Strategies for affected parties
Parties at risk of non-performance need to promptly identify if it is reasonably arguable that their non-performance is excused by an force majeure and, if so, strictly comply with any notice provisions within required timelines to protect their position.
They also need to implement scalable strategies within business operations to establish and document the causal link between events of force majeure and the delay or non-performance ('scalable' because the effort justified will differ between volume force majeure notices on low value procurement contracts, and long-term supply contracts with core customers that represent a significant input or revenue stream). Affected parties should:
- Identify sources of information that will assist them to demonstrate the effects of COVID-19 on operations, e.g. notifications and updates from suppliers, shippers or port authorities, GPS equipment and location data, daily and weekly ops reports, human resources records, WHS and medical updates (a 'pre-force majeure' baseline will also be required for comparison);
- Establish clear internal reporting lines and systems to continuously collect, update and preserve evidence from different departments or units within the business;
- Use information collected to document the effects of the force majeure event and the link between those effects and non-performance (to make reports to the counterparty and preserve the affected party's position in any dispute);
- Document mitigation measures (and any measures investigated but not judged feasible) e.g. diversifying the supply chain for materials and consumables, securing alternative port and corresponding rail capacity, procurement of local or on-site accommodation for FIFO workers, automation options, changes to shift and crew numbers and rotations to avoid contact.

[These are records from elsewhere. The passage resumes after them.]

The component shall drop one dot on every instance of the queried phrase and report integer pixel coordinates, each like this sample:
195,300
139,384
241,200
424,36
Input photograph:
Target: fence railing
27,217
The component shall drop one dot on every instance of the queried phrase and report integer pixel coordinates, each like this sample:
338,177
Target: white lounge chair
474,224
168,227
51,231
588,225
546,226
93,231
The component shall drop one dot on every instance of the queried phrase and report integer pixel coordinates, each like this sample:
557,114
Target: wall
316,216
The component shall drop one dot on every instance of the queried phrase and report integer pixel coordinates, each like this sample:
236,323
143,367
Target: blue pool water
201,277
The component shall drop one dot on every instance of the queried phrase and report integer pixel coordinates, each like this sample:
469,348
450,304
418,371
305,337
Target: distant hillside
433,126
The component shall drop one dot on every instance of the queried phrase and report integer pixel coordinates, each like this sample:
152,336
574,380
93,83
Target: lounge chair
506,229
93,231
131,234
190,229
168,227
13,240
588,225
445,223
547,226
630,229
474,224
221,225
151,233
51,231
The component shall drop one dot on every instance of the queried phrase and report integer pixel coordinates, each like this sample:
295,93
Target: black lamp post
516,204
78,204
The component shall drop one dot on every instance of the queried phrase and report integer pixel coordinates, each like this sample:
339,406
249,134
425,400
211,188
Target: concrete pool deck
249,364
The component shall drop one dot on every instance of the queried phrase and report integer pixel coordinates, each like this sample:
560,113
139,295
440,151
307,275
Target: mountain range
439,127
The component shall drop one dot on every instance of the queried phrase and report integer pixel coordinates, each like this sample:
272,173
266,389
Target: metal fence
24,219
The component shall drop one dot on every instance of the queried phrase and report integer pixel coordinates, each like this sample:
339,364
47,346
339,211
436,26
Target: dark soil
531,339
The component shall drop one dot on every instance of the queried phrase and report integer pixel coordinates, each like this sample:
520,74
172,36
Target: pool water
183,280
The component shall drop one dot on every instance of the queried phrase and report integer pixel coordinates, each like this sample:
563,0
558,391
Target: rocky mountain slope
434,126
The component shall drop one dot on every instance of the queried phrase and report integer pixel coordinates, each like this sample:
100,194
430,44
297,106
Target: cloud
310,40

Strategies for non-affected parties
Parties in receipt of force majeure notices should implement corresponding systems to test force majeure claims. Parties should review force majeure notices for contractual compliance and promptly reserve their position if a notice may be invalid or does not sufficiently demonstrate the causal link between an alleged force majeure event and the non-performance. They should also make requests for the affected party to provide detailed information regarding:
- How the force majeure event has affected its operations; and
- Details of the actions taken to prevent or mitigate the effects of the force majeure event;
- In addition, they should document the effects of the non-performance. In certain circumstances it might also be appropriate to keep the affected party informed of these effects, to flag potential damages.
Maintaining relationships and exploring alternatives
The steps set out above are not mutually exclusive with taking an open and cooperative approach with a counterparty. A mutually acceptable negotiated solution is almost always preferable to reliance on, or a dispute about, strict contractual rights. That is even more so in response to a pandemic with such far-reaching economic effects.
Parties should try to preserve and promote their commercial relationship with counterparties in a force majeure dynamic. Be cognisant of the effect that strictly worded notices (or responses questioning those notices and requesting information) can have on the reader and keep other communication lines open. If handled carefully the steps required to protect a party's position can also:
- Reduce the need to enter into a formal dispute to resolve the position while operational effects are ongoing, instead allowing the parties to keep engaging and performing as best they are willing and able;
- Promote open dialogue between the parties about the effects of the COVID-19 pandemic and steps being taken to mitigate them; and
- Facilitate agreement or the negotiation of alternative arrangements on commercial terms, which may be a preferable outcome for all parties.